August 30, 2017
LANSING – As a result of Hurricane Harvey, the nation’s largest oil refinery, in addition to many smaller refineries, have been shut down and it is possible Michigan drivers may see a slight spike in gas prices. In light of this, Michigan Attorney General Bill Schuette today issued a warning to gas stations against any attempt to take advantage of consumers by price gouging or price fixing.
This outage has potential to have affects outside the states affected by the storm and Schuette made it clear to gas station owners that taking advantage of this type of disaster would not be tolerated.
“Labor Day weekend is days away and that means an uptick in cars traveling roads.

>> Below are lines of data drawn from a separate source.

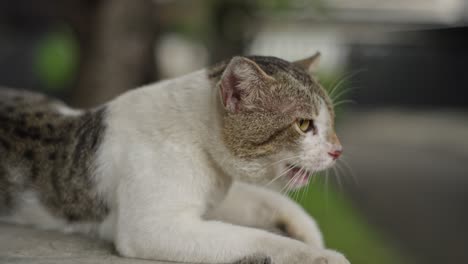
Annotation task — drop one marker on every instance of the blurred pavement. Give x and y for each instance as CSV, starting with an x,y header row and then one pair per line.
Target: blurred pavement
x,y
412,172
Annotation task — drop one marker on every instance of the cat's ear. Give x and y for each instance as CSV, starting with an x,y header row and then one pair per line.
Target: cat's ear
x,y
309,64
241,82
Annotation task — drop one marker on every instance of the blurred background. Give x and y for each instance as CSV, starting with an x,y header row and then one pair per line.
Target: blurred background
x,y
398,68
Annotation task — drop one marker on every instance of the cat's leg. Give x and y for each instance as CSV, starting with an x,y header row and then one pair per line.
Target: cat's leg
x,y
160,217
258,207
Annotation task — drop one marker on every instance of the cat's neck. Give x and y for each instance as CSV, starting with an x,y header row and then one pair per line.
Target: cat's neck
x,y
187,108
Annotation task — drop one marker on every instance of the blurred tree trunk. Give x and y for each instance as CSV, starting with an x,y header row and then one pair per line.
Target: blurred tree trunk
x,y
116,51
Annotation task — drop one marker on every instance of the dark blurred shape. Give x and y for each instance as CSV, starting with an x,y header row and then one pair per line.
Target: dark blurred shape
x,y
118,54
423,68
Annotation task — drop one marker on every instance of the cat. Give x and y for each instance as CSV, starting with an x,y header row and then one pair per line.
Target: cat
x,y
186,170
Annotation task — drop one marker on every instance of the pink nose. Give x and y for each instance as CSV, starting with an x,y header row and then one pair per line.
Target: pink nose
x,y
335,154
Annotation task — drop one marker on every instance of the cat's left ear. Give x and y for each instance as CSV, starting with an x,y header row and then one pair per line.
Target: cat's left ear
x,y
242,82
309,64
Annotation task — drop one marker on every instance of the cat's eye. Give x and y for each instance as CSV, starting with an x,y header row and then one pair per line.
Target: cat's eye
x,y
305,125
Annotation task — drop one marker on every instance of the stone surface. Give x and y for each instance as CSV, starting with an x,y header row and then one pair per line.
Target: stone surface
x,y
22,245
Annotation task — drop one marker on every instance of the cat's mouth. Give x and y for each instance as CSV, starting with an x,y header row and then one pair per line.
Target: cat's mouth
x,y
298,176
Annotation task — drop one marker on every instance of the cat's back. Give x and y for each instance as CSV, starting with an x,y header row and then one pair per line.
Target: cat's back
x,y
47,151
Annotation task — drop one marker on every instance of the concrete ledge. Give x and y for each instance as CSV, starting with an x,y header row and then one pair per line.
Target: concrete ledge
x,y
21,245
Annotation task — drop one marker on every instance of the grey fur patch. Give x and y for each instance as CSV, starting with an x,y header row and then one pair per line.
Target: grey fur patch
x,y
268,128
51,154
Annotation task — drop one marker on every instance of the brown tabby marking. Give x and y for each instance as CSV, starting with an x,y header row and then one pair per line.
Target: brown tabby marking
x,y
268,129
49,153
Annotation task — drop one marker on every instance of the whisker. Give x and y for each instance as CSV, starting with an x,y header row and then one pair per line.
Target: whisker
x,y
335,105
290,167
337,177
350,170
342,80
276,162
326,191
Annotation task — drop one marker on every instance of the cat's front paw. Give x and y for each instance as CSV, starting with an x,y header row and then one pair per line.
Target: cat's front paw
x,y
331,257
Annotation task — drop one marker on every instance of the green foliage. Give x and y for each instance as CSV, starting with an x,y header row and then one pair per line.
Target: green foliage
x,y
343,227
56,59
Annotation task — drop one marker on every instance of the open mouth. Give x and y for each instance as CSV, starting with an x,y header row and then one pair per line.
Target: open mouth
x,y
298,176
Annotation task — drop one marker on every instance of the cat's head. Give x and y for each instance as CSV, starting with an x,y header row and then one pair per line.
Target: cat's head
x,y
278,120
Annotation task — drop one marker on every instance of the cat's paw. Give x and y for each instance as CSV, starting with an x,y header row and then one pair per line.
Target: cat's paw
x,y
301,228
331,257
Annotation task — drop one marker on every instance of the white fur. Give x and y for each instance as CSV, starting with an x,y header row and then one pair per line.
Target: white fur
x,y
163,166
163,170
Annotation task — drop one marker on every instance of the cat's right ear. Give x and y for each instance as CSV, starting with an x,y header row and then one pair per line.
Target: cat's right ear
x,y
241,82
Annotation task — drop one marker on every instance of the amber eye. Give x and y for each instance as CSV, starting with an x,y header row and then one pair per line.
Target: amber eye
x,y
305,125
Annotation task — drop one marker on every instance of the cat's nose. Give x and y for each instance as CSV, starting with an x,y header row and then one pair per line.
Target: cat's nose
x,y
335,154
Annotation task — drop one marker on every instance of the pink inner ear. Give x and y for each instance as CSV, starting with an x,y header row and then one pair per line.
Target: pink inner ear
x,y
230,91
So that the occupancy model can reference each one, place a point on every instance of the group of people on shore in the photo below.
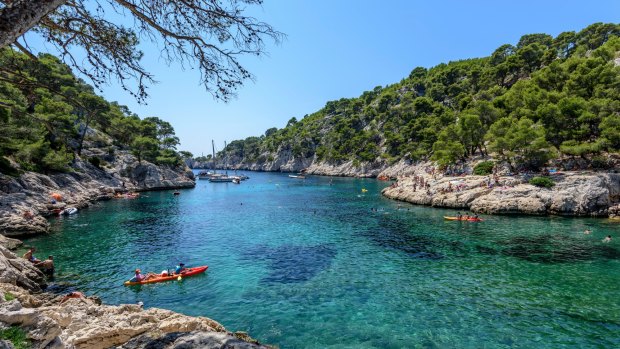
(420, 182)
(46, 265)
(128, 195)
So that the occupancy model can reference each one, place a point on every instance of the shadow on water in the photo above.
(550, 249)
(291, 264)
(394, 235)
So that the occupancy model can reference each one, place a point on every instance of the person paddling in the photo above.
(180, 268)
(139, 277)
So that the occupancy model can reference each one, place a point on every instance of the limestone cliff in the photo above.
(574, 193)
(26, 200)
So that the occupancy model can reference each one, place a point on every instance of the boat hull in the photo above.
(448, 218)
(187, 272)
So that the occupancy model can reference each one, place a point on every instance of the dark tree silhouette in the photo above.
(209, 35)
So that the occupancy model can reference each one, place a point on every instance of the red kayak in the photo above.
(161, 278)
(449, 218)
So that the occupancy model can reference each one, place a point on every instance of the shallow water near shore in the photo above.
(307, 264)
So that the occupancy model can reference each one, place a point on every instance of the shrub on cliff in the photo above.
(95, 161)
(543, 182)
(484, 168)
(17, 336)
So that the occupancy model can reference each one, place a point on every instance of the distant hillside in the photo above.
(542, 98)
(49, 118)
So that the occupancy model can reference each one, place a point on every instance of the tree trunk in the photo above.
(83, 135)
(20, 16)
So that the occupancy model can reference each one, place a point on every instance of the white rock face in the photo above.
(26, 201)
(574, 194)
(53, 322)
(17, 271)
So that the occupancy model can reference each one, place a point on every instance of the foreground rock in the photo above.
(574, 194)
(52, 321)
(26, 201)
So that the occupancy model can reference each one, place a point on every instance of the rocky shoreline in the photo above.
(593, 194)
(576, 193)
(57, 321)
(26, 201)
(54, 321)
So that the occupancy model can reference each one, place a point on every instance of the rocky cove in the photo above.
(576, 193)
(52, 321)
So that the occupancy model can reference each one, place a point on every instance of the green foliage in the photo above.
(601, 162)
(523, 103)
(544, 182)
(145, 148)
(17, 336)
(484, 168)
(47, 115)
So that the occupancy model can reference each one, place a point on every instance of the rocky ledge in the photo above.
(25, 201)
(56, 321)
(574, 193)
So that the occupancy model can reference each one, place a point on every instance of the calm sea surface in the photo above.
(307, 264)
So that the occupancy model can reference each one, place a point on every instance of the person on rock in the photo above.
(29, 256)
(70, 295)
(46, 265)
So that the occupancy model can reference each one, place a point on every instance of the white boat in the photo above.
(220, 178)
(205, 174)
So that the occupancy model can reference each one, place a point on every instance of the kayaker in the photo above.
(139, 277)
(47, 264)
(180, 268)
(29, 256)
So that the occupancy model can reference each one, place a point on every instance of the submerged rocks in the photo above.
(25, 201)
(84, 323)
(576, 194)
(17, 271)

Combined with the aftermath of Hurricane Harvey means Michigan families may see an increase in prices at the pump,” said Schuette. “However, these circumstances do not constitute a free pass for gas stations to gouge consumers. We will not tolerate any unscrupulous behavior that violates Michigan law when it comes to gouging and price fixing.”
If consumers become aware of direct evidence concerning a conspiracy between companies, or have verifiable evidence of a retailer charging a price “grossly in excess of the price at which similar property or services are sold,” they are encouraged to contact the Attorney General's Consumer Protection Division at 1-877-765-8388 or file an online complaint at www.michigan.gov/ag.
For more information on gas prices in Michigan see Attorney General Schuette's Consumer Alert: Increased Gas Prices? Again?
Every day, year round, Schuette’s Consumer Protection team monitors the balance of wholesale and retail petroleum prices and profit margins in regions around Michigan. Additionally, the Department receives and reviews consumer complaints and inquiries about individual stations. The Department investigates any time there is evidence that state law has been violated for gouging or price fixing.
Under the Michigan Consumer Protection Act, a retailer may not charge a price that is “grossly in excess of the price at which similar property or services are sold.” Anti-trust laws also prohibit gas stations from entering into agreements to arbitrarily fix prices in unison.
For example, as Attorney General, Schuette secured convictions for gasoline price fixing by five Michigan station owners in 2012. The Department has also entered into “compliance-agreements” with stations requiring them to submit to monitoring after they spiked prices well above the state-wide norm on a particular day or after a weather event.